Get Seurat objects directly:
seurat_list <- getGEOSingleCell("GSE161228", as = "Seurat")
# or one object:
seu <- readGEOSingleCell(path, as = "Seurat")Read a Seurat object that a submitter saved as a .rds supplementary file (its contents are detected by class and coerced to a SingleCellExperiment):
sce <- readGEOSingleCell(path_to_rds) # Seurat .rds -> SingleCellExperimentOr coerce by hand, in either direction:
seurat_obj <- Seurat::as.Seurat(sce)
sce <- Seurat::as.SingleCellExperiment(seurat_obj)Downstream: the single-cell ecosystem
Once you have a SingleCellExperiment, you are in the heart of Bioconductor’s single-cell stack. Natural next steps:
- Quality control, normalization, and feature selection with scater and scran.

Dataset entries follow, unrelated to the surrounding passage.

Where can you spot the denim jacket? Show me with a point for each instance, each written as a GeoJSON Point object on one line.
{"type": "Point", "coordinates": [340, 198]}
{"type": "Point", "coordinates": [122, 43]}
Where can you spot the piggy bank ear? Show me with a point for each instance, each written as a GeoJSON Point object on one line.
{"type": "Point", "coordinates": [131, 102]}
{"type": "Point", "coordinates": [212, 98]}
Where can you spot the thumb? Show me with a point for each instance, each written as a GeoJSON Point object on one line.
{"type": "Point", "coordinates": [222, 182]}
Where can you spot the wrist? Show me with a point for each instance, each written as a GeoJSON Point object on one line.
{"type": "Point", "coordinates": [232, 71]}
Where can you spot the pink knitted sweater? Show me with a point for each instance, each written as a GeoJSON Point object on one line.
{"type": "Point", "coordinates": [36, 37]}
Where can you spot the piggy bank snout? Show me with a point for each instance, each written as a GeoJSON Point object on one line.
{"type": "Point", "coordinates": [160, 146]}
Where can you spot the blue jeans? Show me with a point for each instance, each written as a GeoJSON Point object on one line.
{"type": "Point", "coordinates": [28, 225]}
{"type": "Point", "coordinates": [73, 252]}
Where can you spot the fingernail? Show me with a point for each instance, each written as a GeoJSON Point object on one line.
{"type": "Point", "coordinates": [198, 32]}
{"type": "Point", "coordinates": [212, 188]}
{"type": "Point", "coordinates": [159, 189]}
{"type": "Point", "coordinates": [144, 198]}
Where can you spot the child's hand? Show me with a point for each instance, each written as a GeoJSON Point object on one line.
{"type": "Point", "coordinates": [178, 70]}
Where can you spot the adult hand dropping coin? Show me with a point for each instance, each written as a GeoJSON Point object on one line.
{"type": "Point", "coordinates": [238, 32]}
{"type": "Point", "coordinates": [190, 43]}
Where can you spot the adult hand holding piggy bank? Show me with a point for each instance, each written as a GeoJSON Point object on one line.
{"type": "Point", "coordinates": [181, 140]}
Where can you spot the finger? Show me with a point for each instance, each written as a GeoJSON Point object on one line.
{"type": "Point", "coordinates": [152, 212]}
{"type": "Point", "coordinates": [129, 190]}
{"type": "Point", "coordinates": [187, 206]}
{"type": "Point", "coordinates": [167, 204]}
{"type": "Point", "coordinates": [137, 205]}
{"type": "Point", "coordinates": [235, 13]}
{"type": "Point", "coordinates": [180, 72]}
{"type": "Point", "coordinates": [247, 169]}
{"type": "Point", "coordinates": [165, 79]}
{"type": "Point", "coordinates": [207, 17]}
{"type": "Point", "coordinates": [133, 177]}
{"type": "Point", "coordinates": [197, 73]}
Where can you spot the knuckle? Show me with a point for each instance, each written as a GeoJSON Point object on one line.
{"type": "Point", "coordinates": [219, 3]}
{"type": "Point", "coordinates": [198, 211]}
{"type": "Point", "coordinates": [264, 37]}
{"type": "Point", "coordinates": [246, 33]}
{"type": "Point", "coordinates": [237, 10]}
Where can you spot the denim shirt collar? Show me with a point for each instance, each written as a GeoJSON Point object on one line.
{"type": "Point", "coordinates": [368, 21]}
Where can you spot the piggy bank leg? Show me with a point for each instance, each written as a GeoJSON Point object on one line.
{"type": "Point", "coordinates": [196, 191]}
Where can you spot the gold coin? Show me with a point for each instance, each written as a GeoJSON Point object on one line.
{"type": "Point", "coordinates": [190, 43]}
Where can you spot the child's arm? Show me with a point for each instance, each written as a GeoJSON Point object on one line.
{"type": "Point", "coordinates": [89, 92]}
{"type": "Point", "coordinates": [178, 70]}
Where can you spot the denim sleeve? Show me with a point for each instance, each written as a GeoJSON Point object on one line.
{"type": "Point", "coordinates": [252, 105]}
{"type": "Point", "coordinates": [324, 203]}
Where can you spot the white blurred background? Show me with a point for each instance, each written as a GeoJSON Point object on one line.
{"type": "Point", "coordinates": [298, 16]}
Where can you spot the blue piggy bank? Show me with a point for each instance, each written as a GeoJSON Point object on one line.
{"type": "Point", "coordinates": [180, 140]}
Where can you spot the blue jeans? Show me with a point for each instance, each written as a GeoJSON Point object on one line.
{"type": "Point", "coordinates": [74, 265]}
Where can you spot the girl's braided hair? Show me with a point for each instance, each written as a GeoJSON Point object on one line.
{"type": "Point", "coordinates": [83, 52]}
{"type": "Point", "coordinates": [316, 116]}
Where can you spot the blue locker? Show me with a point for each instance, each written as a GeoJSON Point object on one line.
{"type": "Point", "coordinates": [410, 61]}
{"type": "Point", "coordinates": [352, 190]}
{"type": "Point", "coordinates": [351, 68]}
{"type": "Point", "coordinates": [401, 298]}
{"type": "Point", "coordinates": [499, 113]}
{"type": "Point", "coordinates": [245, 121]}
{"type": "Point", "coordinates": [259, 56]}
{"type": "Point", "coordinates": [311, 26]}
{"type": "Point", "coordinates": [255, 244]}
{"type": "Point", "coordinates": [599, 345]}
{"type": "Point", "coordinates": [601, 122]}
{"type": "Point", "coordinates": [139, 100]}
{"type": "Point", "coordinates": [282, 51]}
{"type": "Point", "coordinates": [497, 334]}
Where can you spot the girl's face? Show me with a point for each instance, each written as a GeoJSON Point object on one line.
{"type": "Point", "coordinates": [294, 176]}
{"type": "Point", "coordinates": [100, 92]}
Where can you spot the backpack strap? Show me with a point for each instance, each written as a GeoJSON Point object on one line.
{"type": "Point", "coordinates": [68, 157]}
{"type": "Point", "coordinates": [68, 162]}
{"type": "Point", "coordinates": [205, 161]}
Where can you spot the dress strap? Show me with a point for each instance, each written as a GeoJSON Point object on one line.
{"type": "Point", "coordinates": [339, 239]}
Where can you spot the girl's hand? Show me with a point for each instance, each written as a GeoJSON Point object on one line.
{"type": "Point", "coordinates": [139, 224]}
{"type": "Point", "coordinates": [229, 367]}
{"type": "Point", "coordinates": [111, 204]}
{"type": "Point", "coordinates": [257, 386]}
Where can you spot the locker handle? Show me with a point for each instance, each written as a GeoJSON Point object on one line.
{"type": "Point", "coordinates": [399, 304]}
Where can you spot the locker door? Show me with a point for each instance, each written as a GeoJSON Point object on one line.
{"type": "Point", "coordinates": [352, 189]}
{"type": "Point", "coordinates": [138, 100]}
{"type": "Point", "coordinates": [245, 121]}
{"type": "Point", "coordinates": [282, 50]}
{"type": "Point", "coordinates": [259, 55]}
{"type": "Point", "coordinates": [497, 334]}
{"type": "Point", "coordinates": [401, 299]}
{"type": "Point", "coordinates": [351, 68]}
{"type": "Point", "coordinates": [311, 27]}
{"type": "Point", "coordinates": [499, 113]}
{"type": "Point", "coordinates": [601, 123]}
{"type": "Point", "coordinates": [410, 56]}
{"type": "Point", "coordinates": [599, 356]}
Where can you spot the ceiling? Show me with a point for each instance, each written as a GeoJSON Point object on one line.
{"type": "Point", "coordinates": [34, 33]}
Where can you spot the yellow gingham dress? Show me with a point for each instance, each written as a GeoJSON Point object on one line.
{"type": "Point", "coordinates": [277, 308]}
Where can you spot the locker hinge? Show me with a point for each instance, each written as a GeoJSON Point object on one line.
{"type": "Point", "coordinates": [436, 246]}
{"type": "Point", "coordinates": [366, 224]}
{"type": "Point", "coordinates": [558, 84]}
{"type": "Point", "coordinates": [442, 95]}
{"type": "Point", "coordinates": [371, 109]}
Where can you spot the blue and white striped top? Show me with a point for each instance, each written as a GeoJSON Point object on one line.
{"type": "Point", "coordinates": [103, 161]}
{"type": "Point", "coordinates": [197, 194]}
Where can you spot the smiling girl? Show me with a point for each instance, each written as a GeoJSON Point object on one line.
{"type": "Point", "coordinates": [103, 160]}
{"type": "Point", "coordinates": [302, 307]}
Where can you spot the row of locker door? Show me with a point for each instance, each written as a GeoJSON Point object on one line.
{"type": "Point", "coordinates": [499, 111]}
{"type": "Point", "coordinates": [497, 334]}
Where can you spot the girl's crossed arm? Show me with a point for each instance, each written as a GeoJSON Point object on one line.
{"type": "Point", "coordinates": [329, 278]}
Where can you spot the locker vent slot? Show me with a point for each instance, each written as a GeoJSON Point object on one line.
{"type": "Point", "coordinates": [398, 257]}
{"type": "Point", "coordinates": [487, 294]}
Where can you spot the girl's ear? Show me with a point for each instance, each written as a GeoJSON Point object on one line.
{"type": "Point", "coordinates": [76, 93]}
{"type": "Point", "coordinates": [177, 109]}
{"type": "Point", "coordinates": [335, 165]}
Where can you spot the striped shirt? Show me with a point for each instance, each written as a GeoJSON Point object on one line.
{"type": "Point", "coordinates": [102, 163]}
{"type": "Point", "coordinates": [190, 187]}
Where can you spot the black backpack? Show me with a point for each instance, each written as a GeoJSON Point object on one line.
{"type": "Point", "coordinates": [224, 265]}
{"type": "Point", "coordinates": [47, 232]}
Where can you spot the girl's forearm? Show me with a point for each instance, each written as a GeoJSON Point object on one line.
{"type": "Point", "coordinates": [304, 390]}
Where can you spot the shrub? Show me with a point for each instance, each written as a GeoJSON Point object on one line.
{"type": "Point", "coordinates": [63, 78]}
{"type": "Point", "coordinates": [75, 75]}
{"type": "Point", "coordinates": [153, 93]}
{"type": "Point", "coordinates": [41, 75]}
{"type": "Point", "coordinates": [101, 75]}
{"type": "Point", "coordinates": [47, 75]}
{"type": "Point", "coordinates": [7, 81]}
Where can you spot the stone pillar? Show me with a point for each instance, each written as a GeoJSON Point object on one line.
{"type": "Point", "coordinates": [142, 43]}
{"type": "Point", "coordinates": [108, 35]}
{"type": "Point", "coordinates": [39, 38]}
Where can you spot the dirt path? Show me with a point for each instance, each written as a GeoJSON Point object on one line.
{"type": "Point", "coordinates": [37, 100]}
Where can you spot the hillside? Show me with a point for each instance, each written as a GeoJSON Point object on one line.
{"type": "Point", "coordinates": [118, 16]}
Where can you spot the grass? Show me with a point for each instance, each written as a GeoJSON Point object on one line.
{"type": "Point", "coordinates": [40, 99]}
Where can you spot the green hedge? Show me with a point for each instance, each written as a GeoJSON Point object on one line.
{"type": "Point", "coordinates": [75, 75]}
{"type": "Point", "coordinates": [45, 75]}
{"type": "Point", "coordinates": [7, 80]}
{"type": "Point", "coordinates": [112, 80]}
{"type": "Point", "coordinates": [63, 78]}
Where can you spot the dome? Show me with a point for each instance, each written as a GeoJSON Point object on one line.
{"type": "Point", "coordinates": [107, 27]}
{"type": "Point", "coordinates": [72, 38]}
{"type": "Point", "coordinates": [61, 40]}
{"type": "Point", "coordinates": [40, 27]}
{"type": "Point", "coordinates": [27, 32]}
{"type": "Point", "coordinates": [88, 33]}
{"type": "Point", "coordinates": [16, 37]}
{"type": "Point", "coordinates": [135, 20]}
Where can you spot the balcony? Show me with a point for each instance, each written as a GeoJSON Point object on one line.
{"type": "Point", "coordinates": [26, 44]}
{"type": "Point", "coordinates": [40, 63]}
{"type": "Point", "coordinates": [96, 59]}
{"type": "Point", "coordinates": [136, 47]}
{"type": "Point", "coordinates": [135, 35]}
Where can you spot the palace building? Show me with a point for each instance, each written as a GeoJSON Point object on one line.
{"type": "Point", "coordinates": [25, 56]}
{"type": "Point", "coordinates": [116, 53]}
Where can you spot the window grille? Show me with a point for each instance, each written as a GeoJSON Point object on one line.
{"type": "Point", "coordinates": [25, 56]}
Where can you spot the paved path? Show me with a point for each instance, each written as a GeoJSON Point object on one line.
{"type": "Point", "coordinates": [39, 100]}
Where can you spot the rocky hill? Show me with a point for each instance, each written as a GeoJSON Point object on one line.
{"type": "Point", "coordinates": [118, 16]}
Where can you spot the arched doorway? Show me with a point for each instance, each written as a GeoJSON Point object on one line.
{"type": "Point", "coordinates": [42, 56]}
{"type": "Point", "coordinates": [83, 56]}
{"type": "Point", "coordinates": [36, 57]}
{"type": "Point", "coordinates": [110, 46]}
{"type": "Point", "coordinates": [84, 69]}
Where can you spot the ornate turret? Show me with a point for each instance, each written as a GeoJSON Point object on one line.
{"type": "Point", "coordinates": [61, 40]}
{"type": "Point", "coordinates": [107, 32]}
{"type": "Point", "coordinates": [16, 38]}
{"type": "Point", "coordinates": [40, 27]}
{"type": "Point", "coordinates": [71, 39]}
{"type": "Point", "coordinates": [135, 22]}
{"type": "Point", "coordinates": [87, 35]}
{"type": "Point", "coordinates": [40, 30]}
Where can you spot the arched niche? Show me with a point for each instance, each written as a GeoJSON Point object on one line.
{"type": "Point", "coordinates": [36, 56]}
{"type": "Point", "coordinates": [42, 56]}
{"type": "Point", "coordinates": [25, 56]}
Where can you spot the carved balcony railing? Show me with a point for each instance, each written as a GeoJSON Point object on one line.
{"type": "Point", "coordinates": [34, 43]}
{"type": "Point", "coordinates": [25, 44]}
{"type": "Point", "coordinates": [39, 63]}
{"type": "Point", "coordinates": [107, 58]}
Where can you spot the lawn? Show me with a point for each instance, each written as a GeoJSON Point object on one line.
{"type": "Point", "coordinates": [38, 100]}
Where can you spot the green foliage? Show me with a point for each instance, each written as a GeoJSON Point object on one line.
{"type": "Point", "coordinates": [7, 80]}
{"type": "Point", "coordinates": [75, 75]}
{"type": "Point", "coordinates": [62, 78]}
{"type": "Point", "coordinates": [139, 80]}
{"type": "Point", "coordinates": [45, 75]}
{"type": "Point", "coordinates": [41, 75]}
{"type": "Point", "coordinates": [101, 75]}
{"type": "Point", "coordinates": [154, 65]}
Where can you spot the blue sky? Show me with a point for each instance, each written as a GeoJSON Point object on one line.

- Dimensionality reduction, clustering, and annotation following the Orchestrating Single-Cell Analysis with Bioconductor (OSCA) book.
- On-disk / out-of-memory handling of large matrices with HDF5Array and DelayedArray.
What is intentionally out of scope
GEOquery’s single-cell support targets the discovery-and-load problem, not everything. It does not handle loom files, files packaged inside _RAW.tar, or idiosyncratic combined-matrix layouts. The manifest plus readGEOSingleCell() is the escape hatch for those, and the design notes are in the project’s adr/0004-single-cell-architecture.md.